Last week, Palada had written on his Facebook account, in a funny worded text, about the gratification he feels in blocking anti-governmental journalists. “What a pleasure to electrically execute him! What a skill I possess to kill objective journalists, therefore anti-governmental, by blocking them. You fluffy, you have no idea how much I rejoice this” Palada said, referring to an unidentified reporter whom he said “was foaming” on his Facebook wall.
Reacting to Palada’s words, the Romanian Press Club asked the governmental official to publicly apologize. In a letter to PM Victor Ponta, the media organization pointed out his spokesman’s behavior “is inadequate to his public position and responsibilities and which does major damage to the communication between the government of an EU member country and the journalists’ community”. A couple of NGOs also called on PM Ponta to remove his spokesman.

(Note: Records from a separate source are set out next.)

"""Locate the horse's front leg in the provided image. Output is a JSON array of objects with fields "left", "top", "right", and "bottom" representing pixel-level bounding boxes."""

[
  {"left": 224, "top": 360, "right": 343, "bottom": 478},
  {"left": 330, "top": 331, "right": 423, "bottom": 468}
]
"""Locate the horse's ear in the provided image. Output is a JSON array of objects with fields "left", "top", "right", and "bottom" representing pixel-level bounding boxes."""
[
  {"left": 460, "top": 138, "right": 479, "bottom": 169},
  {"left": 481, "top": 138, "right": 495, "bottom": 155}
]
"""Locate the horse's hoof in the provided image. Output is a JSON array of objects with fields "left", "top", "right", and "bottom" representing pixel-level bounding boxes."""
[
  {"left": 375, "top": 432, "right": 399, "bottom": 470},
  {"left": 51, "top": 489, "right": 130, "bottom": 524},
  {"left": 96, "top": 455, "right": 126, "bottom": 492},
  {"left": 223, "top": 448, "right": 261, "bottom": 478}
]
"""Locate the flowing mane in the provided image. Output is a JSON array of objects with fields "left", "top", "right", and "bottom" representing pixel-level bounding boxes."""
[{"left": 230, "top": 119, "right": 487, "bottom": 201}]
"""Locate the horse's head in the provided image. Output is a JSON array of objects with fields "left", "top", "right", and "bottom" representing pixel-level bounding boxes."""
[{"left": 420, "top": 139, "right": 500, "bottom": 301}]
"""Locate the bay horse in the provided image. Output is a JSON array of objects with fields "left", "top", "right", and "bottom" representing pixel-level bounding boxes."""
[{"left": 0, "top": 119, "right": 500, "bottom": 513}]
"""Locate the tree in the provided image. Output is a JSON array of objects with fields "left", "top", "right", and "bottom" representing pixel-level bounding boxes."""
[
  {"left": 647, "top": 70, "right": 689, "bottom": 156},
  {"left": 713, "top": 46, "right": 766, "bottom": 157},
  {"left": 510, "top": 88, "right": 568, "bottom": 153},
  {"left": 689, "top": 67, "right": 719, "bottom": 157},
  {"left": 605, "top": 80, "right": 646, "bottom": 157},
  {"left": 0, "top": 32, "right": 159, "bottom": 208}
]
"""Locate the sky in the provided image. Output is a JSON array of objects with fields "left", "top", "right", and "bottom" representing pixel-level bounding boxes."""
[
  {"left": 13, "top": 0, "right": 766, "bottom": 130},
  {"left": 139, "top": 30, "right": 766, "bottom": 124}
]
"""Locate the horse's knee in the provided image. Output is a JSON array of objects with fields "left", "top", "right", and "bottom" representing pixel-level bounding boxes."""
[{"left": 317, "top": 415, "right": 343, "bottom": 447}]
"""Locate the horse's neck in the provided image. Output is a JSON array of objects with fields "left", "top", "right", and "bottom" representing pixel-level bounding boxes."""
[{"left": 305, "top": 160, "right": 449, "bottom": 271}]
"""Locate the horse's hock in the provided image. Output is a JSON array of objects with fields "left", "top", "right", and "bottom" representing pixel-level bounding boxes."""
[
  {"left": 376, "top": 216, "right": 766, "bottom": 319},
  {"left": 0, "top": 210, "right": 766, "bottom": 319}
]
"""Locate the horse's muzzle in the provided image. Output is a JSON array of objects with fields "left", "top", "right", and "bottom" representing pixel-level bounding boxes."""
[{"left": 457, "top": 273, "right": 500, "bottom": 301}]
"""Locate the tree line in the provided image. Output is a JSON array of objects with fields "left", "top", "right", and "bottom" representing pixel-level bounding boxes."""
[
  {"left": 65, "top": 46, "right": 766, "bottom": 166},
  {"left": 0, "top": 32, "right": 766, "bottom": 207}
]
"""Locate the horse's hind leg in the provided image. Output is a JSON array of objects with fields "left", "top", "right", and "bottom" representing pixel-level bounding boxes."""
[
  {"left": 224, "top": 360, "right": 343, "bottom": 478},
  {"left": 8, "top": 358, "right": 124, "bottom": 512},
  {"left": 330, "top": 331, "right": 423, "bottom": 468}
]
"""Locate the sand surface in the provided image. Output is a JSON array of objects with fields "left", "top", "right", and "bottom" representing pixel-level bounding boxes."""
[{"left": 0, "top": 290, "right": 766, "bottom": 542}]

Though initially PM Ponta had a diluted reaction to Palada’s words, he then took a harsher stance. “I told him directly I disagree with the manner in which, even in a space like Facebook, he expresses himself (…) He is to decide, if he observes the necessary standards, he will stay in the Government, if he wants to be another Lazaroiu, he will leave” Ponta said, referring to a former presidential adviser well-known for his direct manner of speaking.
Cornered, Palada finally apologized to journalists. “I am publicly apologizing to those who felt offended by the way I expressed myself on my Facebook page last days” he said on a post on Facebook. He then argued why he chose this way to make peace with the offended journalists, saying “the debate started from here, which is a public enough space”. He slipped some irony in his words though saying he wanted to hand in a written apology to the Romanian Press Club, but the door was locked. “I will continue efforts to submit them the letter in a printed form” he concluded.
This is not the first time Palada makes a blunder. A few weeks ago, on Facebook again, he ridiculed Klaus Iohannis, the German ethnic mayor of Sibiu, a city in central Romania and PM Victor Ponta’s main rival in this fall’s presidential elections. “Does Klaus happen to mean cabbage in German?” he asked his followers. Last year, he suggested Romanian President Traian Basescu was drinking.